Wide VMs on XCP-ng
-
Good Morning Everyone,
We are currently in the midst of testing XCP-ng as a replacement for our vSphere infrastructure. I have a general idea of the how wide VMs work in VMware, and what settings should be in place, for wide VMs that are larger than a NUMA node on our servers.
Are there any recommendations for VMs on XCP-ng that are span across NUMA nodes? Any advice or information would be greatly appreciated.
Thanks!
-
I think @dthenot or @TeddyAstie could provide some details. I would advise to open a support ticket to have a more detailed answer though (depending on your detailed infrastructure and such)
-
@plaidypus I don't know a lot about NUMA on Xen, but we have a part in the docs regarding that
https://docs.xcp-ng.org/compute/#numa-affinityAnd also other documentation on the subject
https://xapi-project.github.io/new-docs/toolstack/features/NUMA/index.html
there was a design session regarding NUMA in latest Xen Summit : https://youtu.be/KoNwEYMlhyU?list=PLQMQQsKgvLnvjRgDnb-5T51e1kGHgs1SO -
I haven't had any issues with NUMA node balancing, do you need this for a specific high performance application? Generally speaking it should "just work".
There are some things you can do to optimize but I'd only go down that road if you are running into issues with very wide VMs.
Also, are we talking cross socket NUMA nodes (e.g. multiple CPUs) or just nodes within an EPYC CPU?
-
@planedrop This is for wide VMs spanning across socket NUMA nodes. These are all dual-socket servers.
I was hoping if there are any best practices for topology or anything like that. I don't have any desire/intention to pin the vCPUs onto a specific NUMA node. Coming from vSphere, I was instructed, if at all possible, not to have more vCPUs on a VM than there are pCPUs on a NUMA node. That way you can let the scheduler handle it optimally.
-
@plaidypus Yes, it just works. The guest VM does not see NUMA info and just sees one node even if the config is set for multi socket.
You can't assign more cores than actual threads but you can assign as many as you have to one VM. There will be some performance penalty as the cores in use may use memory from another node.
If you have dual 16 core CPU with HT enabled then you could assign 64 cores to a VM.
-
@Andrew Per your example, if the NUMA size is 16 cores with 32 threads, would a 32 vCPU VM fit inside the NUMA node or would that spread them out across both nodes?
-
@plaidypus I am not 100% sure what the correct answer is for the default XCP configuration. I think the basic answer is: no. Xen/XCP does not care what cores it uses for your VM. So on average your performance will be a little worse than not crossing NUMA nodes but better than always interleaving NUMA nodes. Some systems will be better/worse than others.

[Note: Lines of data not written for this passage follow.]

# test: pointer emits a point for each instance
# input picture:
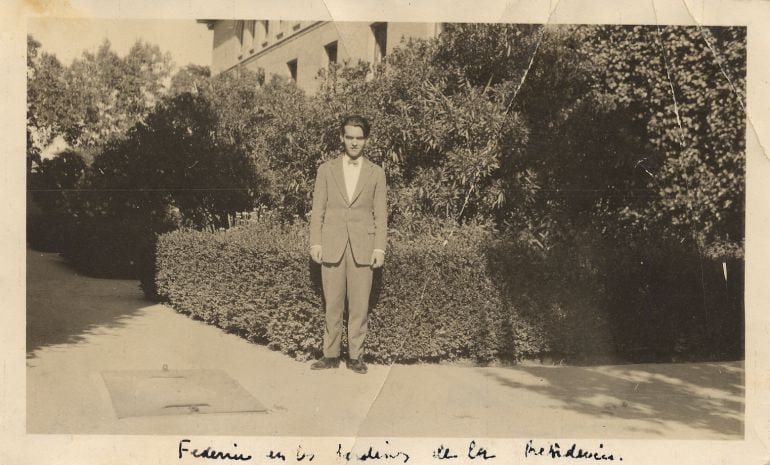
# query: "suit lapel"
(339, 178)
(363, 179)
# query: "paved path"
(79, 326)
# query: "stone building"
(299, 49)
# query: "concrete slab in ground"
(80, 326)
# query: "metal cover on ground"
(140, 393)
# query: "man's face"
(354, 141)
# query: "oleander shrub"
(431, 302)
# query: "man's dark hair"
(355, 120)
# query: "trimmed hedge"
(480, 297)
(429, 303)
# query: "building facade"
(299, 49)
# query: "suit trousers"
(340, 279)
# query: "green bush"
(479, 297)
(430, 302)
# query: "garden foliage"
(606, 163)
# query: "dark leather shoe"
(357, 365)
(325, 363)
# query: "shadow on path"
(705, 396)
(64, 307)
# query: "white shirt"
(351, 173)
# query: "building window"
(292, 65)
(380, 34)
(250, 33)
(239, 34)
(331, 52)
(263, 33)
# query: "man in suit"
(348, 234)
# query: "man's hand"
(316, 253)
(378, 258)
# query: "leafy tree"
(175, 158)
(99, 96)
(192, 78)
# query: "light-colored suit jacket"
(361, 220)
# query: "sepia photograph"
(266, 227)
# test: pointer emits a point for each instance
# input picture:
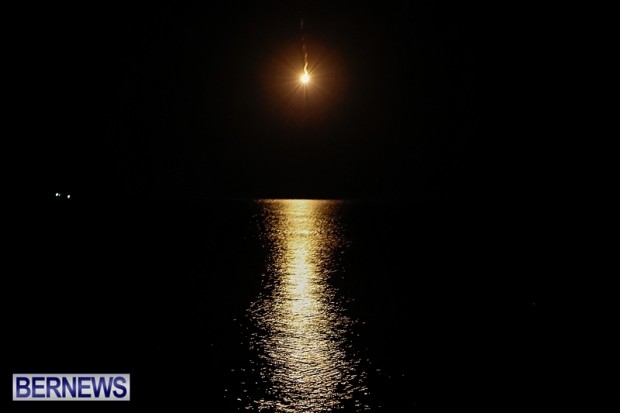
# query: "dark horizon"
(180, 102)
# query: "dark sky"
(166, 101)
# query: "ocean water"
(283, 305)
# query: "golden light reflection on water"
(306, 359)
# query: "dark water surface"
(283, 305)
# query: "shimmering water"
(305, 356)
(285, 305)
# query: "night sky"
(421, 100)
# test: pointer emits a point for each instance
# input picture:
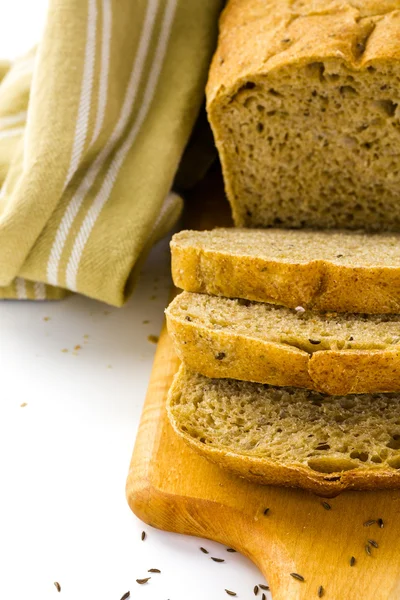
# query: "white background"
(65, 455)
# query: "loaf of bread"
(333, 353)
(303, 100)
(321, 270)
(290, 437)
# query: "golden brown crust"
(252, 33)
(243, 358)
(334, 372)
(318, 285)
(261, 38)
(267, 472)
(355, 371)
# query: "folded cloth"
(93, 125)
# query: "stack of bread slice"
(290, 338)
(272, 388)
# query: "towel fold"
(93, 124)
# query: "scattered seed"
(297, 576)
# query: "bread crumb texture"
(288, 428)
(341, 271)
(310, 331)
(304, 105)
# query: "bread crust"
(319, 285)
(267, 472)
(253, 44)
(221, 354)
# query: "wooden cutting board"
(172, 488)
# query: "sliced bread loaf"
(303, 100)
(323, 270)
(291, 437)
(332, 353)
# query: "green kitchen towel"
(93, 124)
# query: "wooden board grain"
(172, 488)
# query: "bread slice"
(303, 101)
(323, 270)
(239, 339)
(287, 436)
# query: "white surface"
(21, 24)
(65, 456)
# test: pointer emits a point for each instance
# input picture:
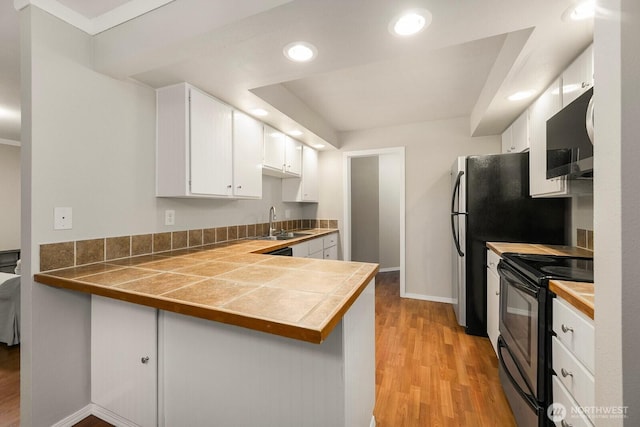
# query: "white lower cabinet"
(214, 374)
(573, 363)
(320, 248)
(124, 361)
(330, 246)
(493, 298)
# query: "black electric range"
(524, 345)
(542, 268)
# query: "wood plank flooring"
(428, 371)
(9, 385)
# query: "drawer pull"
(566, 373)
(566, 329)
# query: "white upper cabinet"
(578, 77)
(274, 149)
(282, 154)
(515, 138)
(247, 156)
(305, 188)
(194, 144)
(540, 111)
(293, 156)
(210, 145)
(205, 148)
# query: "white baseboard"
(75, 418)
(428, 298)
(98, 411)
(111, 417)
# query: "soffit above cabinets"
(472, 56)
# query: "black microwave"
(570, 139)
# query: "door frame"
(346, 158)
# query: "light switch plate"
(62, 218)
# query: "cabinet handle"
(566, 373)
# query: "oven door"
(519, 328)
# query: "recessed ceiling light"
(300, 51)
(410, 22)
(567, 88)
(580, 11)
(523, 94)
(259, 112)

Xen/XCP hypervisor does have a NUMA aware scheduler. There are two basic modes, one is CPU hard pinning where you specify which cores a VM (domain) uses. This would force the VM to use only the cores it is assigned. The other is to let Xen/XCP do its own work where it tries to schedule core use of a VM (domain) on a single CPU pool. The problem with this is the default config is to put all cores (and HT) in a single default pool. There are some options to try and enable best-effort NUMA assignment but I believe it is not set that way by default.
You can configure CPUs of a NUMA node into an individual pool (see below). A VM can be set for an affinity for a single pool (soft CPU pinning). This would keep most of the work on that single node as you want.
The links listed before to have good information about NUMA and CPU pinning. Below are some more:
Here is an older link about Xen on NUMA machines.
Here is a link about Xen CPU pools.
Here is a link about performance improvements on an AMD EPYC CPU (mostly related to AMD cache design).There are also APIs in the guest tools to allow the VM to request resources based on NUMA nodes.
If you start hard limiting VMs where/how they can run you may break migration and HA for your XCP pool.
-
@plaidypus I think the real question you should ask yourself is: do your workloads actually need to worry about the extra latency from a NUMA node span?
If you're not doing something pretty darn extreme here, I don't think it really will matter. There has been lots of talk for decades about this on VMware, but I just don't think it's that relevant anymore. Latency between sockets has gotten pretty good, so unless it's some really special workload, I don't think you should worry about this much.
The best way to validate is to just test and see how things go.
But do you have info on what workload this VM will be running?